Why would Patrick announce now? He said he wanted to stop rumors that he might challenge Abbott or U.S. Sen. Ted Cruz.

An early announcement also means Patrick would get a jump on fundraising and leave no doubt about his political future to any potential challengers.

He said he did not know whether he might draw any primary challengers.

Patrick is popular among conservatives. Sixty-three percent of registered voters who identify as Republicans approve of the job he's doing, according to an October 2016 poll commissioned by WFAA.

As a state senator in 2014, Patrick defeated then-Agriculture Commissioner Todd Staples, then-Land Commissioner Jerry Patterson and incumbent Lt. Gov. David Dewhurst during a bitter primary battle.

Ever since, Patrick has become one of the most outspoken conservative voices in the state.

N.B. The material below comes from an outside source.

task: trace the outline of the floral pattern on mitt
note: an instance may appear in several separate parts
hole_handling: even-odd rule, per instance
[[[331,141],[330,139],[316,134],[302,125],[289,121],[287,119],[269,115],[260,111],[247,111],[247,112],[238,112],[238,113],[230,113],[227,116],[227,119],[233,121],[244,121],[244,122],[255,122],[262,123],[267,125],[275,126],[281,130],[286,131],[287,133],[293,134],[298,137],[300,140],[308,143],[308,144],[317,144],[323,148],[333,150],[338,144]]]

Among his current political issues is the Texas Privacy Act - also known as the bathroom bill. Despite opposition from 1,100 of the state's largest companies, Patrick supports Senate Bill 6 which requires people to use public restrooms that correspond with their biological sex.

Patrick originally supported U.S. Sen. Ted Cruz's presidential campaign. After Cruz conceded the nomination to Donald Trump, Patrick then chaired Trump's campaign in Texas.

Patrick is the first top state official to officially announce his re-election.